'Why, you have still more courage than I had thought,' the Queen said, 'to take a man so dangerous upon so little assurance.' She moved the hand that Katharine touched in her lap neither forward nor away; but at last she said:

'I am neither of your country nor for it; neither of your faith nor against it. But, being here, here I do sojourn. I came not here of mine own will. Men have handled me as they would, as if I had been a doll. But, if I may have as much of the sun as shines, and as much of comfort as the realm affords its better sort, being a princess, and to be treated with some reverence, I care not if ye take King, crown, and commonalty, so ye leave me the ruling of my house and the freedom to wash my face how I will. I had as soon see England linked again with the Papists as the Schmalkaldners; I had as lief see the King married to you as another; I had as lief all men do what they will so they leave me to go my ways and feed me well.'

She looked again upon Katharine, and for the first time spoke as if she were addressing her:

'I make out that you are a woman with an itch to meddle at the righting of the world. There have been more men than women at the task, but such an one was I never. The King was never man of mine, nor should have been had I any say in the matter.' She half closed her eyes again. 'Doubtless had it been otherwise the King would have constrained me by threats and tortures to forswear myself. I am as I was when I came to Dover. As the King saw me so he left me. Yet do I maintain and avow it was rather because he feared alliance with my brother's party than for any foulness of my person.'

Katharine passed her hands over her eyes.

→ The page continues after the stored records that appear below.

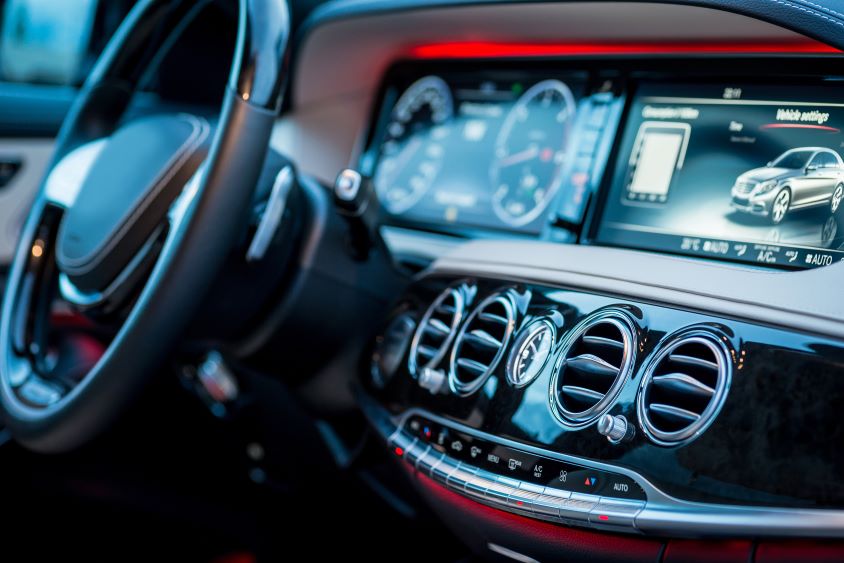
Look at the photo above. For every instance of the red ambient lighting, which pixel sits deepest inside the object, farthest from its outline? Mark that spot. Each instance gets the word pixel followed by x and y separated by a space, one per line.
pixel 488 49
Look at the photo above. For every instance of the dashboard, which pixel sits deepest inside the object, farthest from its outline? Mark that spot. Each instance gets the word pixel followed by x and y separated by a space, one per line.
pixel 626 322
pixel 733 168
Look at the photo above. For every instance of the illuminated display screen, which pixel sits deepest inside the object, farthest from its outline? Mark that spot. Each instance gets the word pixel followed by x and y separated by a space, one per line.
pixel 747 173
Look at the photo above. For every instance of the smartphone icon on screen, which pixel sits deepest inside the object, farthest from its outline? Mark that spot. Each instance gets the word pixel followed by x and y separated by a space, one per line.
pixel 658 153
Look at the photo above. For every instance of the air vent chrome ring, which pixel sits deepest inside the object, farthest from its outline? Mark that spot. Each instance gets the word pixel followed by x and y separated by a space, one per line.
pixel 690 376
pixel 597 359
pixel 438 327
pixel 481 342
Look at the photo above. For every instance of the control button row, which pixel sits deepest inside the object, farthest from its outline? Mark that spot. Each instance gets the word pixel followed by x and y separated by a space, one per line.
pixel 547 503
pixel 521 466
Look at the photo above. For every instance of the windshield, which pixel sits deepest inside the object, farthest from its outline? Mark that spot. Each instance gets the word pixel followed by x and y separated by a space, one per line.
pixel 793 159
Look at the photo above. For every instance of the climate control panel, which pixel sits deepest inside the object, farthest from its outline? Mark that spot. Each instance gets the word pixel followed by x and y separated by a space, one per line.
pixel 561 404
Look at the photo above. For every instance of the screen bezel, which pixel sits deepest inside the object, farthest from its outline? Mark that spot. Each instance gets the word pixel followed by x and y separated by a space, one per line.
pixel 797 71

'I do feel myself a thief and a cozener,' she said.

'Ye be none,' the Queen said; 'ye take no more than what I least prize of this world. Had it not been thee it might have been a worse; for assuredly I was not made to foot it with this King.'

'Nevertheless——' Katharine began. But the Queen was no more content to listen to her.

'Ye are as some I have known,' she said; 'they scruple to take what they very much crave, though it hang ready to drop into their hands; because they much crave it, therefore they scruple.' She had a small golden bullet beneath her clasped hands, and she cast it into a basin of silver that stood on a tripod beside her skirts. At the silvery clash and roll of the ball's running sound on the metal, doors opened along the gallery, and servitors came in bearing Rhenish wine in glass flagons and, upon great salvers, cakes in the forms of hearts or twisted into true-love-knots of pastry.

Katharine noted these things as being worthy of imitation.